Education, the knowledge society, the global market all connected through technology and cross-cultural communication skills are I am all about. I hope through this blog to both guide others and travel myself across disciplines, borders, theories, languages, and cultures in order to create connections to knowledge around the world. I teach at the University level in the areas of Business, Language, Communication, and Technology.

Sunday, January 3, 2010

Public vs. private learning

I currently am setting up my courses (three different ones) for next semester. As I do so, I need to determine the best tools for my students. One issue that has come up repeatedly each semester is how to maintain privacy laws (Family Education Privacy Act), but allow access to learning in a public manner.

FERPA laws require that I have tools that students are either guaranteed anonymity when they use the tool (school based secure tools) or are given the choice of how much information they reveal about themselves, including the option of not participating in a "public" forum. This leads to a number of restrictions when deciding on which tools to use and how to use them.

Last semester I used Ning. In many ways, this is a great tool for public discussions. Even the private emails and the use of the approval function for video uploads allowed for a certain amount of privacy. However, I still did not trust Ning's privacy controls enough to upload grades or receive individual assignments. As a result, this semester I decided to use Blackboard's grading and assignment features. In designing the new course, however, I remembered why I don't like Blackboard. The assignment and grade features are very time consuming and cumbersome to set up. As I've mentioned before, I miss the ease of Prometheus, which was bought by WebCT, but whose features seemed to be discarded.

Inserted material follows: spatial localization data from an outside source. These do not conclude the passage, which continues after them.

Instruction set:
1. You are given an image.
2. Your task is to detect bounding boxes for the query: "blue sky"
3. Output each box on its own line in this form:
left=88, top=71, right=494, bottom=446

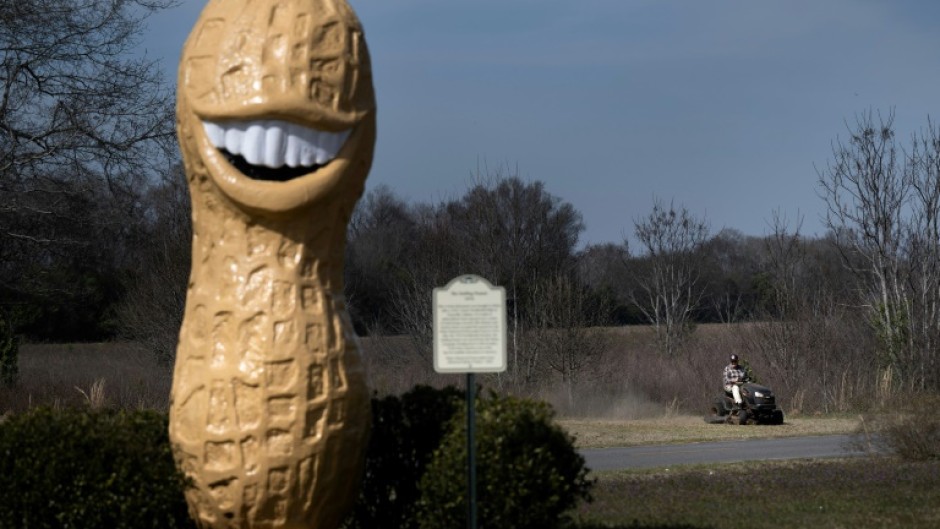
left=140, top=1, right=940, bottom=248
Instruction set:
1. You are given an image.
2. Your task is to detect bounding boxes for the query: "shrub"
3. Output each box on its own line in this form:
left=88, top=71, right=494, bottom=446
left=344, top=385, right=464, bottom=529
left=857, top=394, right=940, bottom=460
left=0, top=313, right=17, bottom=387
left=0, top=407, right=194, bottom=529
left=0, top=389, right=592, bottom=529
left=416, top=393, right=594, bottom=529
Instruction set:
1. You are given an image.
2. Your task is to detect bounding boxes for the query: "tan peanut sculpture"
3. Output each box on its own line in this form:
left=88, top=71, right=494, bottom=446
left=170, top=1, right=375, bottom=527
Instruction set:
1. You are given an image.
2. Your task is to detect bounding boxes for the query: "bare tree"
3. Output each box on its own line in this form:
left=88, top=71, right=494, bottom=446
left=1, top=0, right=178, bottom=211
left=433, top=171, right=584, bottom=387
left=448, top=170, right=583, bottom=287
left=577, top=243, right=632, bottom=322
left=904, top=118, right=940, bottom=389
left=346, top=185, right=420, bottom=333
left=762, top=212, right=808, bottom=317
left=818, top=110, right=940, bottom=391
left=577, top=243, right=630, bottom=292
left=389, top=248, right=447, bottom=366
left=700, top=228, right=760, bottom=324
left=524, top=274, right=611, bottom=406
left=360, top=173, right=587, bottom=392
left=818, top=111, right=906, bottom=364
left=0, top=0, right=178, bottom=338
left=819, top=111, right=909, bottom=388
left=114, top=166, right=191, bottom=363
left=747, top=212, right=808, bottom=396
left=377, top=198, right=458, bottom=367
left=628, top=198, right=709, bottom=356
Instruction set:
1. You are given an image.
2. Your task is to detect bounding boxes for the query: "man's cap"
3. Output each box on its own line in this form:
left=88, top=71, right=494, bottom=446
left=730, top=354, right=739, bottom=362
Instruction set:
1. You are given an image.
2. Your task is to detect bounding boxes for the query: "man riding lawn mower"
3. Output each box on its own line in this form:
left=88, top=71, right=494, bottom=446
left=705, top=354, right=784, bottom=425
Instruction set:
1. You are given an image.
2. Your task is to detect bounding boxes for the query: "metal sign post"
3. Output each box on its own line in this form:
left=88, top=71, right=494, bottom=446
left=432, top=275, right=507, bottom=529
left=466, top=372, right=477, bottom=529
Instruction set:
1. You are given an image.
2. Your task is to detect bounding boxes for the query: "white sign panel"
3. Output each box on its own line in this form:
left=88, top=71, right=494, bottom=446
left=433, top=275, right=507, bottom=373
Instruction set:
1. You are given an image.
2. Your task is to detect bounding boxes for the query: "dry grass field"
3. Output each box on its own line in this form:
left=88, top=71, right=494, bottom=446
left=1, top=319, right=883, bottom=419
left=2, top=343, right=861, bottom=454
left=0, top=343, right=172, bottom=412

I have yet to find an easy syllabus program that fit the ease of Prometheus's. I could set up a course in a day, using the Prometheus template. I know it will take about 2-3 days per course to set up the courses on Blackboard. In addition, I want to still use the Ning and a Wiki for the interschool projects I am designing for two of the three courses I'm teaching.

All of these have made be wonder about the importance of having both public and private learning spaces. I use Private learning spaces to help motivate my students to take chances, fail, and learn from their mistakes. I use public learning spaces to help students feel a sense of responsibility for their own and others learning, help create synergy in learning, and create a sense of community in learning (rather than learning being something that is done in isolation).

So what are the differences in private and public learning spaces? How can we work with administrators to create both? How do we balance security issues with sharing of knowledge and community building?


Cathy Garland said...

You may want to take a look at Edvance360 (formerly Scholar360) LMS-SN. It combines all the course tools of a Course Management System, the relational-learning tools of a Learning Management System, and the Web 2.0/social networking tools needed to facilitate collaboration. From what you have written, it may be exactly what you need.

V Yonkers said...

Thanks. I'll look into it. Have you ever used it? Are there any "bugs" in it?